Whittier thus describes the scene of breaking out the winter roads in
his _Snow-Bound_:--
"Next morn we wakened with the shout
Of merry voices high and clear;
And saw the teamsters drawing near
To break the drifted highways out.
Down the long hillside treading slow
We saw the half-buried oxen go,
Shaking the snow from heads uptost,
Their straining nostrils white with frost.

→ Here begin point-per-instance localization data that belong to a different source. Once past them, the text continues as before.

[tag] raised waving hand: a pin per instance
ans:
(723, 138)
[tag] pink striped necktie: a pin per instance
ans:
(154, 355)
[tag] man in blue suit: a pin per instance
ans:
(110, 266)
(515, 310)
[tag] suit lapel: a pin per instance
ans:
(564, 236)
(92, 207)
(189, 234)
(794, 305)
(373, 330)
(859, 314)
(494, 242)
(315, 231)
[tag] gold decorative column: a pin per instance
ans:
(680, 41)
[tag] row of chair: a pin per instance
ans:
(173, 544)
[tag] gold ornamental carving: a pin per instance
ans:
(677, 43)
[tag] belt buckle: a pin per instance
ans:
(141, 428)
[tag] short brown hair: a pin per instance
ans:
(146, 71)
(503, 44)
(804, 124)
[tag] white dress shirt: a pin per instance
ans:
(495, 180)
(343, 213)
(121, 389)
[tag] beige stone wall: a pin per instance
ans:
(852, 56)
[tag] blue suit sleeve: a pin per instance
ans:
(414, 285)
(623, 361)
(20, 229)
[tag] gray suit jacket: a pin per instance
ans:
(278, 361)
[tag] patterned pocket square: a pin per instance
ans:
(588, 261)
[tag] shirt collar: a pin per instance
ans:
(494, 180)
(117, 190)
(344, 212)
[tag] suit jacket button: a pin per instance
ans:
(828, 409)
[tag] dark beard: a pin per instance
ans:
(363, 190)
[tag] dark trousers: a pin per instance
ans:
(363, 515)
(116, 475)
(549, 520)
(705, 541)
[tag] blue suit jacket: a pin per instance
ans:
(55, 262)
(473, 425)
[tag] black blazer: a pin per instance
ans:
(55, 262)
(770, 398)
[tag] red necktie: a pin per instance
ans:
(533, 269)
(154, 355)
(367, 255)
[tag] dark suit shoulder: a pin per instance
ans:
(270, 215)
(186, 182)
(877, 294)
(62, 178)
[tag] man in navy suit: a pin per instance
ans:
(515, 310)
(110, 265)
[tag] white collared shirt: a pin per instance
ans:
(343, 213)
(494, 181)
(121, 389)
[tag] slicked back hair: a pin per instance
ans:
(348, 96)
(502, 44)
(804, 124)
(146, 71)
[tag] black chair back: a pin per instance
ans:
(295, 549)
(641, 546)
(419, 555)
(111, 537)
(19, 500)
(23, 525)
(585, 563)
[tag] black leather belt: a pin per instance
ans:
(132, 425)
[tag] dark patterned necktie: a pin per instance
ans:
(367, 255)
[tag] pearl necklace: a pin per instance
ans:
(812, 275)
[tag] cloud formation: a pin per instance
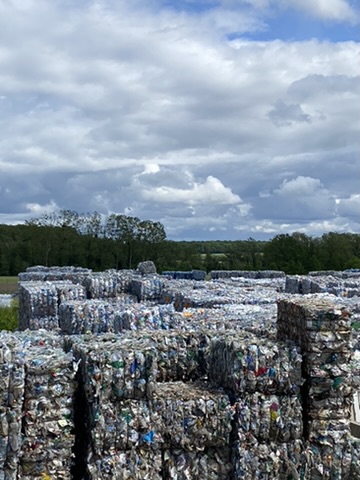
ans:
(159, 110)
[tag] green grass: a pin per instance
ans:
(8, 285)
(9, 317)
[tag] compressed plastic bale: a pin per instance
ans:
(178, 355)
(210, 464)
(108, 284)
(319, 462)
(147, 267)
(135, 464)
(139, 316)
(327, 431)
(315, 324)
(48, 415)
(270, 417)
(91, 316)
(147, 288)
(193, 414)
(12, 393)
(245, 363)
(66, 290)
(215, 274)
(37, 300)
(125, 425)
(42, 273)
(266, 460)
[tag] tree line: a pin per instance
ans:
(120, 241)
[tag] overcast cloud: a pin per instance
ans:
(222, 119)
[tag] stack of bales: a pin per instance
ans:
(39, 302)
(323, 332)
(199, 275)
(116, 316)
(216, 274)
(48, 426)
(265, 380)
(41, 273)
(12, 374)
(108, 284)
(338, 285)
(36, 388)
(148, 287)
(139, 406)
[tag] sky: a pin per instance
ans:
(222, 119)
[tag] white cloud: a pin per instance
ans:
(337, 10)
(131, 107)
(300, 186)
(349, 207)
(211, 192)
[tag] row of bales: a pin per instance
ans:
(133, 375)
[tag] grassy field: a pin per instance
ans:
(8, 285)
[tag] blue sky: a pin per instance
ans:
(223, 119)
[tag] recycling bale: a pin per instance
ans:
(246, 363)
(12, 378)
(267, 460)
(209, 463)
(146, 268)
(323, 331)
(319, 462)
(135, 464)
(147, 287)
(125, 425)
(140, 316)
(37, 300)
(108, 284)
(270, 417)
(193, 414)
(48, 425)
(43, 274)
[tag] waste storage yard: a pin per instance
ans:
(133, 375)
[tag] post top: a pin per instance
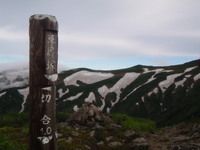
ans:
(44, 16)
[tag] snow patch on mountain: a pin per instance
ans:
(197, 77)
(86, 77)
(73, 97)
(24, 93)
(121, 84)
(90, 98)
(190, 69)
(13, 78)
(180, 83)
(103, 91)
(170, 80)
(2, 94)
(155, 90)
(75, 108)
(61, 93)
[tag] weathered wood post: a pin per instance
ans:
(43, 32)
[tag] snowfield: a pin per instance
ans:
(86, 77)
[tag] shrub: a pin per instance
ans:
(137, 124)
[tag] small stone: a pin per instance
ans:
(109, 138)
(92, 134)
(100, 143)
(130, 134)
(69, 140)
(114, 144)
(87, 147)
(75, 134)
(139, 143)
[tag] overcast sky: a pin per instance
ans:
(107, 34)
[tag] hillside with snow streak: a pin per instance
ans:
(142, 91)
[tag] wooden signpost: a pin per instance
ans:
(43, 32)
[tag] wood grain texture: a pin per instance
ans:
(42, 90)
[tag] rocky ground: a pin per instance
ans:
(90, 129)
(178, 137)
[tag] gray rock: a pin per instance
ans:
(100, 143)
(115, 144)
(109, 138)
(139, 144)
(69, 140)
(130, 134)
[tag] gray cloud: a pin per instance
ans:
(106, 29)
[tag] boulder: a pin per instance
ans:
(89, 115)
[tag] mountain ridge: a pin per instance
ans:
(141, 91)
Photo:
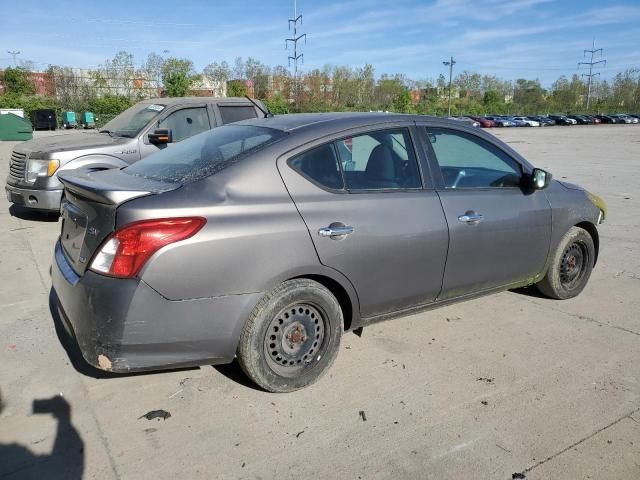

Before our door the straggling train
Drew up, an added team to gain.
The elders threshed their hands a-cold,
Passed, with the cider mug, their jokes
From lip to lip."
Thus are the white snow-waste and the drifted roads turned by cheerful
cooeperation into a midwinter visiting where every neighbor can exchange
greetings with the other, young and old. For of course school does not
keep, and the boys crowd on the snow-plough or try their new snowshoes,
and the men of the various families who do not go with the oxen hitch up
the sleighs, pods, and pungs and follow the snow-plough, and the young
men send a volley of snowballs against every house where any fair maid
lives. And at the tavern in the afternoon is a great sight, greater in
ante-temperance days than now: scores of yoke of oxen at the door, the
horse-sheds full of horses and sleighs, all the lads and men of the
township within. There is rivalry in the method of breaking. One
road-master always used a snow-plough; another lashed an ordinary plough
on either side of a narrow ox-sled; a third used a coarse harrow
weighted down with a group of standing boys. This broke up the drifts in
a wonderful manner. The deeper drifts often have to be shovelled out
partly by hand. After the road to the tavern is broken, the road to the
school-house, the doctor's house, and the meeting-house come next.